Re: UTF-8 stress test file?

From: Philipp Reichmuth (reichmuth@web.de)
Date: Tue Oct 12 2004 - 16:59:30 CST

Next message: Richard Cook: "outside decomposed, inside precomposed"

Previous message: Mike Ayers: "RE: bit notation in ISO-8859-x is wrong"
In reply to: Philippe Verdy: "Re: UTF-8 stress test file?"
Next in thread: Philippe Verdy: "Re: UTF-8 stress test file?"
Reply: Philippe Verdy: "Re: UTF-8 stress test file?"
Messages sorted by: [ date ] [ thread ] [ subject ] [ author ] [ attachment ]
Mail actions: [ respond to this message ] [ mail a new topic ]

Philippe Verdy schrieb:
> Examples of bad assumptions that a reader could make:
>
> - [quote](...) Experience so far suggests
> that most first-time authors of UTF-8 decoders find at least one
> serious problem in their decoder by using this file.[/quote]
>
> This suggests to the reader that if its browser or editor does not
> display the contained test text as indicated, there's a problem in that
> application.

Well, to me it didn't.
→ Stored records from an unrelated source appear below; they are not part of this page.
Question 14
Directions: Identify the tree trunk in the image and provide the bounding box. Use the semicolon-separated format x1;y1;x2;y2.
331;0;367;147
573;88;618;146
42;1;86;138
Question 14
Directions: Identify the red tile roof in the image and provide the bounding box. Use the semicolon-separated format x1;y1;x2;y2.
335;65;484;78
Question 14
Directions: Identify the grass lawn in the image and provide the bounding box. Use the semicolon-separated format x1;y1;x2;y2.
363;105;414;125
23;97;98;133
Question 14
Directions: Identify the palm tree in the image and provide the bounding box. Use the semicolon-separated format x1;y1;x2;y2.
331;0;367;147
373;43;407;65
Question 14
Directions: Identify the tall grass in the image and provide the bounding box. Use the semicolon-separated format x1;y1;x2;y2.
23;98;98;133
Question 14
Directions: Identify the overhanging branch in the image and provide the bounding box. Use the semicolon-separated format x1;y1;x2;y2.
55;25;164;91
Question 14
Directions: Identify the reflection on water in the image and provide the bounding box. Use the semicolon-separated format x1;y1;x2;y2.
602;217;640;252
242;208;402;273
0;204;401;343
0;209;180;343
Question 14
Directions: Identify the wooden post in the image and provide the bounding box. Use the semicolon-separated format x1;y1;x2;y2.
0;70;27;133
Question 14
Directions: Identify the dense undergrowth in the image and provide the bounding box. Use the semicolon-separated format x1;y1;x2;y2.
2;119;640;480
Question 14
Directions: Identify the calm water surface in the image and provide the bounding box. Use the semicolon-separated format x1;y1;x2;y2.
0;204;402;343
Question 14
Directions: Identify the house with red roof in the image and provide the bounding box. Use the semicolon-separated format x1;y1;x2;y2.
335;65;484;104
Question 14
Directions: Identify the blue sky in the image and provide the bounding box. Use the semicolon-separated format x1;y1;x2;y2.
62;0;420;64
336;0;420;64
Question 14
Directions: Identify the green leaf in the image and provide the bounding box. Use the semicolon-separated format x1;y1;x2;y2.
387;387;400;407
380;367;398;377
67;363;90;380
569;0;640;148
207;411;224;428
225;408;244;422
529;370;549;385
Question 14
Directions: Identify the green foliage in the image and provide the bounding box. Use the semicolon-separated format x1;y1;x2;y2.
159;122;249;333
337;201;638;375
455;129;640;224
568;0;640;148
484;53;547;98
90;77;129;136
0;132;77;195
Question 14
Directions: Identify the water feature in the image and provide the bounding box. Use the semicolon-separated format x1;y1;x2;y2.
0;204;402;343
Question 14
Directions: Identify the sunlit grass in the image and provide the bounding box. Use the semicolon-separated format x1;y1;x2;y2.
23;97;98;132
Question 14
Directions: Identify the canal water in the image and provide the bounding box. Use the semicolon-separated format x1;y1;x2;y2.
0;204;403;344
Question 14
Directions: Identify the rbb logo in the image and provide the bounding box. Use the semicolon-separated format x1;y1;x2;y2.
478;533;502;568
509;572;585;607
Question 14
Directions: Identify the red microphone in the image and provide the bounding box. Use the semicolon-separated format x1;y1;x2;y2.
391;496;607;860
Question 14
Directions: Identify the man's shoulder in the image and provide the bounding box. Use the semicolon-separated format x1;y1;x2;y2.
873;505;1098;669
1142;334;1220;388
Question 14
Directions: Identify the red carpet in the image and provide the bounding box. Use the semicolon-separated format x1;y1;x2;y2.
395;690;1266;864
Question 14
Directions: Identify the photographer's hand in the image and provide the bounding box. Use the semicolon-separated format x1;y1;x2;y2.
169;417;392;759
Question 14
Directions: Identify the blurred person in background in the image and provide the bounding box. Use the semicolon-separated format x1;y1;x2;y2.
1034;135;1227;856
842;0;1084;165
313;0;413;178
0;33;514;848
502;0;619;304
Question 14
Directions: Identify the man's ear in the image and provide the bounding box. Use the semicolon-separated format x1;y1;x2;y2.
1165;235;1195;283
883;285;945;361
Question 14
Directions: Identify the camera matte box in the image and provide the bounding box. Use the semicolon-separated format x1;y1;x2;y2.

After all, the purpose of this file is to be a
stress test for UTF-8 decoders, as indicated in line 1. By testing
their decoders on this file, UTF-8 decoder authors tend to find problems
of some kind in their programs. So where is the problem again?

> But given that the file is not conforming to UTF-8 because
> of the "errors" it contains *on purpose*, No assumption should be made
> about how the browser or text editor will behave with the content of
> that file.

Where is any such assumption being made? Actually, most of your
statements on what is "wrong" with this file are based on the idea that
it makes some expectations on parser behaviour. However, in paragraph
1, this is explicitly excluded. So what is the point?

> A conforming browser or editor should load that document without
> encoding violation problems, assuming it is encoded instead with
> ISO-8859-1 [...]

While possibly being technically correct behaviour, that would sort of
defeat the purpose of testing an UTF-8 decoder, wouldn't it?

> Nothing is wrong if lines are displayed with more or less characters, or
> if "|" characters are not vertically aligned when using fixed fonts.

Assuming, however, that the file is used for its purpose of testing an
UTF-8 decoder, all lines should indeed align.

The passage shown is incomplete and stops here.